Rishi: Atharvanic tradition (specific r̥ṣi attribution varies by anukramaṇī; requires recension-specific confirmation).
Devata: Vasu/Śrī as prosperity-power; secondarily Yajña as efficacious agent.
Chandas: Likely Anuṣṭubh or mixed prose-like cadence (meter requires pada-count verification from full hymn context).
Mantra 1
२ आर्च्युष्णिक्, ३ साम्नी पङ्क्तिः, ४ परोष्णिक्। जितमस्माकमुद्भिन्नमस्माकमभ्यऽष्ठां विश्वाः पृतना अरातीः
Won is it for us; shattered for us: we have taken our stand against all battles, against all malign hostilities.
Mantra 2
तदग्निराह तदु सोम आह पूषा मा धात् सुकृतस्य लोके
That Agni hath spoken; that, verily, Soma hath spoken: may Pūṣan set me in the world of merit well-wrought.
Mantra 3
अगन्म स्वः१ स्वऽरगन्म सं सूर्यस्य ज्योतिषागन्म
We have gone to heaven; to heaven have we gone: wholly with the Sun’s light have we gone.
Mantra 4
वस्योभूयाय वसुमान् यज्ञो वसु वंसिषीय वसुमान् भूयासं वसु मयि धेहि
For greater excellence: the Sacrifice, rich in treasure—may I win treasure; may I become treasure-rich. O Wealth, in me do thou deposit thyself.
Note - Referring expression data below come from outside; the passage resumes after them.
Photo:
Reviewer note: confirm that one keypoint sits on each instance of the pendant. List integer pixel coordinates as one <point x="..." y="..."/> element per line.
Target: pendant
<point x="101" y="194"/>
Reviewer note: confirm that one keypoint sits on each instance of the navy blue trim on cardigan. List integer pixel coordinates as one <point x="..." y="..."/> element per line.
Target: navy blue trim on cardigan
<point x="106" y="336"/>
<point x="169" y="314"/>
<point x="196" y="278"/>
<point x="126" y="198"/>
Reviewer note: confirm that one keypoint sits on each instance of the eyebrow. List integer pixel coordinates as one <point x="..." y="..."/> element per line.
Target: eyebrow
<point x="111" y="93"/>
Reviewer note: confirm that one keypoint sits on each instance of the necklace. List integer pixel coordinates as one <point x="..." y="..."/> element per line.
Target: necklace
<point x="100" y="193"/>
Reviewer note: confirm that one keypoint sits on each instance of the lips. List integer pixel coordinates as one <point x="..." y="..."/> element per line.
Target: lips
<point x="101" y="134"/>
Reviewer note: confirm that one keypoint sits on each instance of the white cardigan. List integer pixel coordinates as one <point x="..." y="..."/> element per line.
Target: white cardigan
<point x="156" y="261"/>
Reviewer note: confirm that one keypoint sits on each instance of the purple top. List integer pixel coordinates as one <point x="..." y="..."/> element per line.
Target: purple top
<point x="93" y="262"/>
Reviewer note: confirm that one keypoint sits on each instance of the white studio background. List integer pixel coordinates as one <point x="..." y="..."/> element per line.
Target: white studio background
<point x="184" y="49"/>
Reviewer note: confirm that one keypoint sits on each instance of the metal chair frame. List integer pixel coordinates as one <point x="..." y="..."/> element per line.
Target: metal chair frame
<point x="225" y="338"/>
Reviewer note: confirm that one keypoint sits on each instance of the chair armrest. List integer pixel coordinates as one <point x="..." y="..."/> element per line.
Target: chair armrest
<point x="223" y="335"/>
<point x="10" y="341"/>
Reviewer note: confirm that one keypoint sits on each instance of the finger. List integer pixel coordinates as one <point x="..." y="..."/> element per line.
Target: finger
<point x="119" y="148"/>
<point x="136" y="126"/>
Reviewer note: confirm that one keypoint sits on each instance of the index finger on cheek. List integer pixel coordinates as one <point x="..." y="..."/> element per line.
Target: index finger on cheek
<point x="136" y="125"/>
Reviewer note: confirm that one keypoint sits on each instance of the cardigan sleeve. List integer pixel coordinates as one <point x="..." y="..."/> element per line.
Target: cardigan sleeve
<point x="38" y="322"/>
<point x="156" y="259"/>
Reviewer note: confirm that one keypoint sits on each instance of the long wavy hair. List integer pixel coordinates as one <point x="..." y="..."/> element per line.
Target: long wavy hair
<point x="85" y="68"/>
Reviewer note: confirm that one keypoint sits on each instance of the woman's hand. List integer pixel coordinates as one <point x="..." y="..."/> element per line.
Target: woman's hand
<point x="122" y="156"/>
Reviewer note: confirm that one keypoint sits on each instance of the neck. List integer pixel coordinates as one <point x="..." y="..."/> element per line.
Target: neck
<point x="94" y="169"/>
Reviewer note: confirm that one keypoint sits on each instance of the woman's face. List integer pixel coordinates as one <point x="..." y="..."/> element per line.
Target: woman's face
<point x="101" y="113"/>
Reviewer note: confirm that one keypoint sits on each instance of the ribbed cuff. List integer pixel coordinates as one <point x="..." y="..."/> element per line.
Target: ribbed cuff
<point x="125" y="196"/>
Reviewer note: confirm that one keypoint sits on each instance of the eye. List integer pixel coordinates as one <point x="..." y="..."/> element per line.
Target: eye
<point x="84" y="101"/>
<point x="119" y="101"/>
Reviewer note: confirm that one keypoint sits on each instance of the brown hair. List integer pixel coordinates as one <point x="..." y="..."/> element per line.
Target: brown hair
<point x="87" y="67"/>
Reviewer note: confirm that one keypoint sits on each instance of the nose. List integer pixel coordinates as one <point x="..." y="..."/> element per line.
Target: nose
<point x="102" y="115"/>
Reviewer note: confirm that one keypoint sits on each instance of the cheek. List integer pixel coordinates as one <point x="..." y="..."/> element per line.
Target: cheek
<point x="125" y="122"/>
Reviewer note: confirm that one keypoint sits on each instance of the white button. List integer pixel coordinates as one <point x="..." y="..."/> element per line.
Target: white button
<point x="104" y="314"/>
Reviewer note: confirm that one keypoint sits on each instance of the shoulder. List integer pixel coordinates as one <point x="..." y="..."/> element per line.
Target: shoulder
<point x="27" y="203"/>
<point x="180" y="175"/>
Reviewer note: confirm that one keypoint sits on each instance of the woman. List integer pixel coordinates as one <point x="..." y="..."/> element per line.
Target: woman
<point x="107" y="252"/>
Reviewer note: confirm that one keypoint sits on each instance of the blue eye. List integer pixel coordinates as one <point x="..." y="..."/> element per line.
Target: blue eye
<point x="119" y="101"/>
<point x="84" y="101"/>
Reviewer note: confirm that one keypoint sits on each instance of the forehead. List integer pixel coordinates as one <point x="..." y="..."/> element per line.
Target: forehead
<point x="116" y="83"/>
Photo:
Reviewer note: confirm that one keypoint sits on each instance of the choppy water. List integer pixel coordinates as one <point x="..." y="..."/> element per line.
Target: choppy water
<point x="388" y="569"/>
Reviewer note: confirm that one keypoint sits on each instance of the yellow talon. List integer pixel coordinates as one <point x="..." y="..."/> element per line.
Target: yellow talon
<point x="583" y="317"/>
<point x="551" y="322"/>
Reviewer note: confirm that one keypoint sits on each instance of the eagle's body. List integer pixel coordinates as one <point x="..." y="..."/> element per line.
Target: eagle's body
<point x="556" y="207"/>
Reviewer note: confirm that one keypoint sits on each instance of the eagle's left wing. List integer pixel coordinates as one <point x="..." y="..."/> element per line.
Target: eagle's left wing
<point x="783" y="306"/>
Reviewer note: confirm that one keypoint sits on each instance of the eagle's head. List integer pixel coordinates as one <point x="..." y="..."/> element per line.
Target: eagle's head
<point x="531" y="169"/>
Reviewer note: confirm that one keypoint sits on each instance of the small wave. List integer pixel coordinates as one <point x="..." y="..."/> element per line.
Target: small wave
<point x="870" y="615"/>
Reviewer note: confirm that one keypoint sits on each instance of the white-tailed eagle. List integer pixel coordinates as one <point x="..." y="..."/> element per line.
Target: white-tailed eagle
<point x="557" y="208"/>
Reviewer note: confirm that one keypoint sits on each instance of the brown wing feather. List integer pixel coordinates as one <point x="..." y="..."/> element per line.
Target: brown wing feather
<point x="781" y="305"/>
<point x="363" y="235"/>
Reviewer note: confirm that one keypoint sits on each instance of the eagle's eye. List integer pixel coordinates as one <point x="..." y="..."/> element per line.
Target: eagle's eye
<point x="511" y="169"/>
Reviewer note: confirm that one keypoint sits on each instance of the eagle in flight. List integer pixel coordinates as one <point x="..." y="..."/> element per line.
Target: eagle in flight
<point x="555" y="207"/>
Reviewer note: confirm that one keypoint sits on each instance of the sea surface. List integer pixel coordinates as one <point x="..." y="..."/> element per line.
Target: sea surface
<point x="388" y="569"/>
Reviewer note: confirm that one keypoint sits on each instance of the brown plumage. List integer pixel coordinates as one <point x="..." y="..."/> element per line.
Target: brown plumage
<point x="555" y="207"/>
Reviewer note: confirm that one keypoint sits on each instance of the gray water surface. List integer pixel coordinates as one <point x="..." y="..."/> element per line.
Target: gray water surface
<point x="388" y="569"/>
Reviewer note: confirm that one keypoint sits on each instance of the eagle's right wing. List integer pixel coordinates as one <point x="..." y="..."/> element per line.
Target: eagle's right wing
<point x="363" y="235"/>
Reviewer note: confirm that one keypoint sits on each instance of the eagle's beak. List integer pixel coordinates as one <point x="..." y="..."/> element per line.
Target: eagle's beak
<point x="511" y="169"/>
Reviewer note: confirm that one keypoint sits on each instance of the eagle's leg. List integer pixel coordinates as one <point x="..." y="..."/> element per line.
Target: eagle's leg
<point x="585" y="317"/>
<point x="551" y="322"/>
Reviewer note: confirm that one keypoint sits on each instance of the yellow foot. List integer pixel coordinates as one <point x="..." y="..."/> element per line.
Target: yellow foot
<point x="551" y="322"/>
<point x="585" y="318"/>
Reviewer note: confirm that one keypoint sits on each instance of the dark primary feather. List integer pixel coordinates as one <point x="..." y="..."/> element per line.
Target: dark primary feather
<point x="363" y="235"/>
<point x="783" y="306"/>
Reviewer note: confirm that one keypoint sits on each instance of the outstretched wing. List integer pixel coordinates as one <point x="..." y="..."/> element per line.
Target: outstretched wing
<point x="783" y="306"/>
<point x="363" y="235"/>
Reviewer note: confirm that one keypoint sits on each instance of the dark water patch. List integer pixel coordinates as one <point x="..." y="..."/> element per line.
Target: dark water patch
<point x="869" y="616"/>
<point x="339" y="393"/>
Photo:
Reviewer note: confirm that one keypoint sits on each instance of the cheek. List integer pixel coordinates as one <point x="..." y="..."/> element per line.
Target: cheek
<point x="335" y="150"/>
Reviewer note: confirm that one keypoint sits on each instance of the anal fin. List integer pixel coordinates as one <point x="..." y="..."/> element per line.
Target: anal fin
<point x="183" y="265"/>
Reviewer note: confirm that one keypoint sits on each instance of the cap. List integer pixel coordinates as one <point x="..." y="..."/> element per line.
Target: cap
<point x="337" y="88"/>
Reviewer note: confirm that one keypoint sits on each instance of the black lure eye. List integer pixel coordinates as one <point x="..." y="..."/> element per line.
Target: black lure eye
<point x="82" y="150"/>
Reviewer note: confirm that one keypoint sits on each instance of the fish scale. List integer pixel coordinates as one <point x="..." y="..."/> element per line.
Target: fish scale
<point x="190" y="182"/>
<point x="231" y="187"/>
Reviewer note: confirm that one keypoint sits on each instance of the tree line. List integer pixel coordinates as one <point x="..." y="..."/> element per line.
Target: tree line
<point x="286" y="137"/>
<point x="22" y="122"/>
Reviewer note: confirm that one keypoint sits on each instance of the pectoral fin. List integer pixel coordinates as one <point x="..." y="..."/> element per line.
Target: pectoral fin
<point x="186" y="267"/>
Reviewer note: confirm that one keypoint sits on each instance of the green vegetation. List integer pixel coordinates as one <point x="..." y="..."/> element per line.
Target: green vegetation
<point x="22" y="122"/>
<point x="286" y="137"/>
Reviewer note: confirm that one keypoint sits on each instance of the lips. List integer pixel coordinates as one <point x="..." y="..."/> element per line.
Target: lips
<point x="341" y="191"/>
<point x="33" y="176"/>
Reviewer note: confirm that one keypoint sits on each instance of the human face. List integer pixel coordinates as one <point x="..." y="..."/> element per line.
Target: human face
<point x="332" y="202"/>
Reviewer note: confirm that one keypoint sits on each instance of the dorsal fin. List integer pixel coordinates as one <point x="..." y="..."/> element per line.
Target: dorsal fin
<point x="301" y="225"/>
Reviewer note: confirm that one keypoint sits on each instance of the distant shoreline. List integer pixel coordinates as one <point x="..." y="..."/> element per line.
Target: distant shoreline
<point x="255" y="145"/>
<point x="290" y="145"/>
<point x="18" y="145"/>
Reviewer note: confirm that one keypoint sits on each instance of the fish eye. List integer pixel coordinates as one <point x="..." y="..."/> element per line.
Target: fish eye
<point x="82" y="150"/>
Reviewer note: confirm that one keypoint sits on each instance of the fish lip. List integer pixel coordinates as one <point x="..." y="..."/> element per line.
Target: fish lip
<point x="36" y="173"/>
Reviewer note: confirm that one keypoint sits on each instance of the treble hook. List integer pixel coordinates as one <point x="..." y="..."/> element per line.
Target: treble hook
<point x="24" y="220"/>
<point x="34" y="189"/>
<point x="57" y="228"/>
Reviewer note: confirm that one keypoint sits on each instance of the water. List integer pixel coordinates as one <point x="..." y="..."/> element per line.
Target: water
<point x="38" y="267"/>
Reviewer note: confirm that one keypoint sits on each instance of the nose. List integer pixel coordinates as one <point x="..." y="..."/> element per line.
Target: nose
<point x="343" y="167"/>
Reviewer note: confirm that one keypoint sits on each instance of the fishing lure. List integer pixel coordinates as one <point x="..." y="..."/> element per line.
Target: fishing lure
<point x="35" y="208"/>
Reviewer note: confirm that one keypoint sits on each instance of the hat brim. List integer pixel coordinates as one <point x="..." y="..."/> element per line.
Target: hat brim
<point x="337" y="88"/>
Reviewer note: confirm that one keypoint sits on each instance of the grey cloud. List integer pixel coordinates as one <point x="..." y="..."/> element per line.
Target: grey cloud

It is primarily paustika (prosperity), but it frames prosperity as ‘excellence’ and stable good fortune, ratified by merit (sukṛta) and sealed in solar luminosity—so it also aims at well-being and auspicious destiny.
Agni and Soma function as authoritative witnesses of the spoken resolve, while Pūṣan is the guiding/placing deity who is asked to establish the performer securely in the ‘world of well-wrought merit,’ making the prosperity stable and protected.
It treats wealth as a power that can be invited to ‘settle’ within you—i.e., to become steady, retained prosperity—rather than a temporary gain, and it is the hymn’s clearest sealing request for lasting abundance.